A maldição do impeachment não atinge apenas peixes grandes como Temer, ministros, governadores, deputados e dirigentes partidários golpistas. Varre também os “lambaris de valeta”, a exemplo do vereador maringaense Homero Marchese, do PV, mas assumidamente MBL (Movimento Brasil Livre).

O caso do vereador Homero Marchese, da cidade de Maringá (PR), é gravíssimo e ele está em vias de ter o mandato cassado, a pedido do seu próprio partido, o PV. A denúncia contra o edil foi protocolada no dia 05 de outubro, na Câmara Municipal do município.

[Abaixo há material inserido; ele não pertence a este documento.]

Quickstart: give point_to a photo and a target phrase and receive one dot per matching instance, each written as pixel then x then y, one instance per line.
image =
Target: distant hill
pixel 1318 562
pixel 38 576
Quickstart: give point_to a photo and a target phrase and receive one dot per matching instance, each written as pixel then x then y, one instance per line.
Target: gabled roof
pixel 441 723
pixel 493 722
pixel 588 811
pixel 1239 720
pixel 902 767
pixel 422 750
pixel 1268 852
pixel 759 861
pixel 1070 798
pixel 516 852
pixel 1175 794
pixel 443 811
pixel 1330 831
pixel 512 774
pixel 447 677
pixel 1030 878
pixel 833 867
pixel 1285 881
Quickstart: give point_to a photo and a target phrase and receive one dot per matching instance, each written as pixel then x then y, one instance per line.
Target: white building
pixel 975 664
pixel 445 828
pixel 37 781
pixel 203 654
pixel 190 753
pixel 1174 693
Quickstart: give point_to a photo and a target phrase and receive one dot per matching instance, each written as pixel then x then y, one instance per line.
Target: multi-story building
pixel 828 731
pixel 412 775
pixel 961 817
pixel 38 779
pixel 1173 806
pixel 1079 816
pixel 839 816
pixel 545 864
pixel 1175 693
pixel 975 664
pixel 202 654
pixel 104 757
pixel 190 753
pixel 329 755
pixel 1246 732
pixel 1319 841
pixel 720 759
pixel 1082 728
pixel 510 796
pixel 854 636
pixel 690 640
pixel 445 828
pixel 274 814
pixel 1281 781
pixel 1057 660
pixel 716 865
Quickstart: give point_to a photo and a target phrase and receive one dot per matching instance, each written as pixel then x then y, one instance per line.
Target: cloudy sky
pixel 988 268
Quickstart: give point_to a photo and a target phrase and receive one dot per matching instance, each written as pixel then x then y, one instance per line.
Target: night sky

Desde então, instalou-se uma Comissão Processante (CP) para analisar as denúncias contra o vereador, que são de desvio de finalidade do mandato, abuso de poder, assédio moral e intimidações contra servidor, contratação de pessoa já condenada pela justiça e usar meios ilegais, como acesso clandestino a banco de dados, para conseguir informações junto à prefeitura.

Marchese é o líder paranaense do Movimento Brasil Livre (MBL) e em Maringá esteve à frente de todas as manifestações que pediam o impeachment da presidente eleita Dilma Rousseff.

Depois de tanto ter lutado pelo afastamento de Dilma, em um processo onde muitos consideram uma ruptura democrática, o vereador tem usado o seu tempo regimental na Câmara para acusar seus algozes de perseguição política e de promoverem um golpe contra ele.